Rain gardens are shallow depressions in the landscape that typically include plants and a mulch layer or ground cover. In addition to providing increased groundwater recharge, they are expected to provide pollutant treatment. Pollutant treatment in rain gardens has been attributed to adsorption, decomposition, ion exchange, and volatilization (Prince George's County Bioretention Manual, 2002). Rain gardens can be used in residential settings to accept runoff from a roof or other impervious surface. In a commercial setting, bioretention areas are similar to rain gardens, but are often larger, and have an engineered design.
Pollution is the undesirable state of the natural environment being contaminated with harmful substances, often as a result of human activity.
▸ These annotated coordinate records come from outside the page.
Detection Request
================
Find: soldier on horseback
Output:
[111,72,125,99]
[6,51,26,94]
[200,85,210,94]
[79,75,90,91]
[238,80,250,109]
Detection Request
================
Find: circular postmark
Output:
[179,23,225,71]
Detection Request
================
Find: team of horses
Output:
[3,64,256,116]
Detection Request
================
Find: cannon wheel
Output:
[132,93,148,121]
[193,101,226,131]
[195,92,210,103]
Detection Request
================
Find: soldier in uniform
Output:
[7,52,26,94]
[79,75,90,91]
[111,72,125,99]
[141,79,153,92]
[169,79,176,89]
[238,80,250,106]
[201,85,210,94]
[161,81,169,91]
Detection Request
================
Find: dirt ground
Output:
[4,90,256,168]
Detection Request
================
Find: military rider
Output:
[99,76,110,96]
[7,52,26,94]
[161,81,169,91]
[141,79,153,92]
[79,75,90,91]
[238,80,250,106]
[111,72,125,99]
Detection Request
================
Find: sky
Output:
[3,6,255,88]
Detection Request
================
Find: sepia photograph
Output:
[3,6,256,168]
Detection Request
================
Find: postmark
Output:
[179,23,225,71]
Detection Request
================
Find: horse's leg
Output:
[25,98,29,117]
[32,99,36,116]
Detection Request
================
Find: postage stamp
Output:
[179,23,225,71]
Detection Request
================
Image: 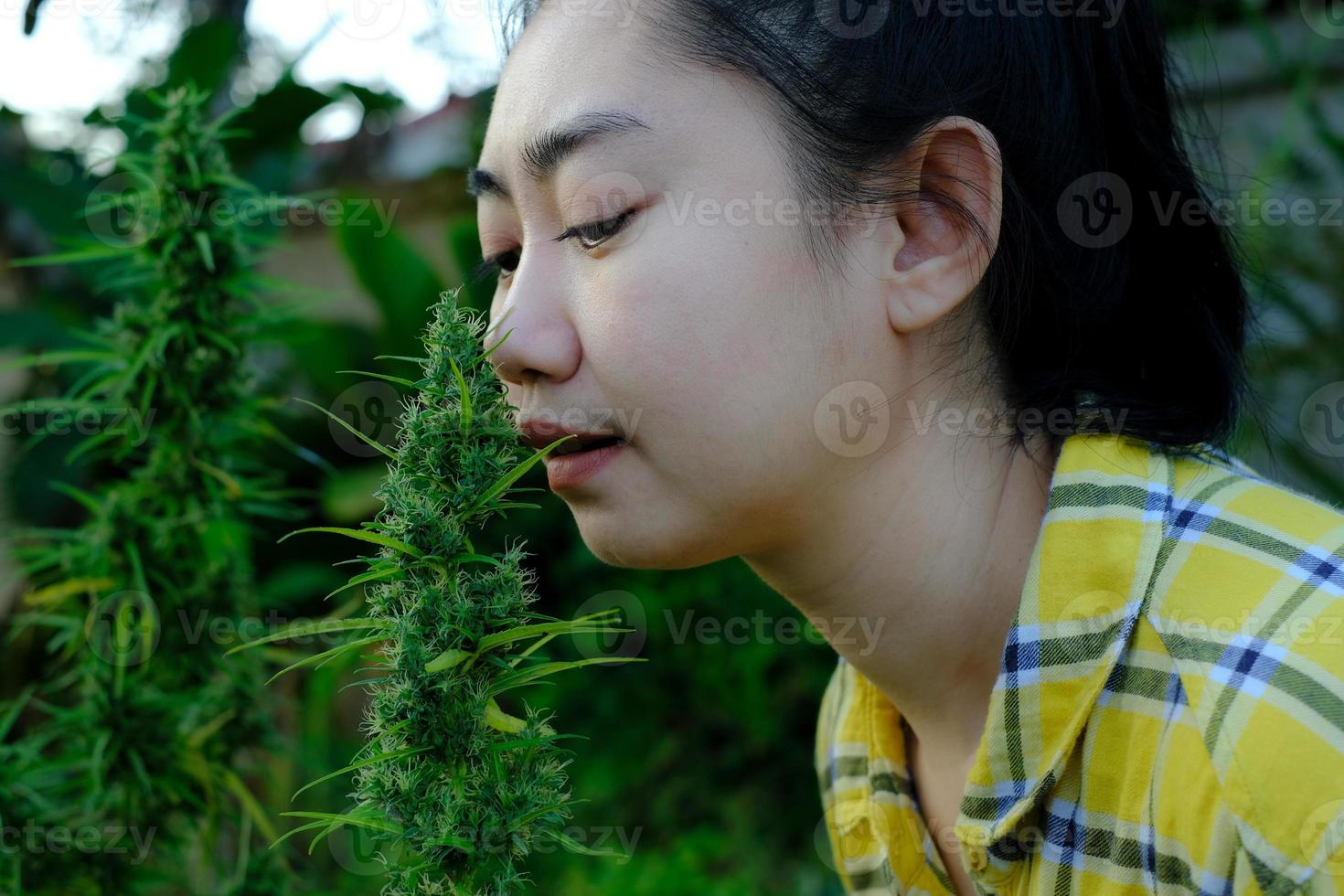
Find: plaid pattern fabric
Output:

When stormwater (water that originated during precipitation events or from snow melt) moves over pavement, it picks up and carries with it fertilizer, pathogens, toxic contaminants, sediment and other pollutants before entering toaster drains. These drains lead directly to waterways which lead to Long Island Sound. Polluted runoff can harm aquatic life and make the Sound unsuitable for fishing and swimming.
As a result of global climate changes, scientists predict that precipitation will increase in the Northeast U.S., leading to a greater volume of runoff. This presents a challenge, since more runoff means more pollution that can enter the Sound. Simply put, the more rain gardens, the less polluted runoff.